C’est en 2015 que sa popularité explose, lorsqu’il produit et joue le rôle principal de Serviteur du peuple, une série qui fait un énorme carton et conquiert même Netflix. La mise en abyme n’en est que plus profonde quand l’on sait que le pitch de la série est le suivant: un jeune professeur d’histoire de lycée, interprété par Volodymyr Zelenskiy, s’empare par surprise de la présidence ukrainienne, après qu’un de ses élèves a posté sur YouTube la vidéo d’une colère crue, qui pourrait être celle de bien des Ukrainiens aujourd’hui.
«Pour qui on va voter? Pour le moins pire et c’est la même histoire depuis vingt-cinq ans, hurle Vasyl Holoborodko, campé par Volodymyr Zelenskiy, dans le premier épisode. Rien ne va changer. Parce qu’on va tous encore voter pour des merdeux. On sait tous que lui c’est un connard, mais l’autre il est encore pire. Après, les connards entrent au gouvernement, ils pillent, racontent des conneries et n’arrêtent pas de magouiller. Si j’avais le job pendant une semaine, je leur montrerais: avoir juste un petit prof comme président.»

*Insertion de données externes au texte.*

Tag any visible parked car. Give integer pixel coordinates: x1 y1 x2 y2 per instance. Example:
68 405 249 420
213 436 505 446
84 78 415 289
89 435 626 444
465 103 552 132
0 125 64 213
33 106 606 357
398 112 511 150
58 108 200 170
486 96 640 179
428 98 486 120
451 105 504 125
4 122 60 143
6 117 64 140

Dans la série, les élèves du professeur paient sa candidature par crowdfunding et les oligarques ne comprennent pas comment ils se sont fait avoir. Trois ans plus tard, Volodymyr Zelenskiy tente de mettre en adéquation la fiction et la réalité. La campagne s’annonce comme un duel violent entre deux poids lourds déjà vus, le président sortant Petro Porochenko et l’ancienne première ministre Ioulia Timochenko, devançant une trentaine de candidats.
Une candidature qui mélange les cartes
Volodymyr Zelenskiy, qui a avancé masqué, vient leur mordre les chevilles. Les trois derniers sondages de 2018 le placent deuxième et troisième, autour de 10%, alors que la favorite, Ioulia Timochenko, ne dépasse pas la barre des 15%. Plus frappant encore, dans une simulation de second tour organisée par le très sérieux Centre Razoumkov, l’humoriste l’emporte devant Porochenko et Timochenko, signe de la défiance vis-à-vis de la classe politique.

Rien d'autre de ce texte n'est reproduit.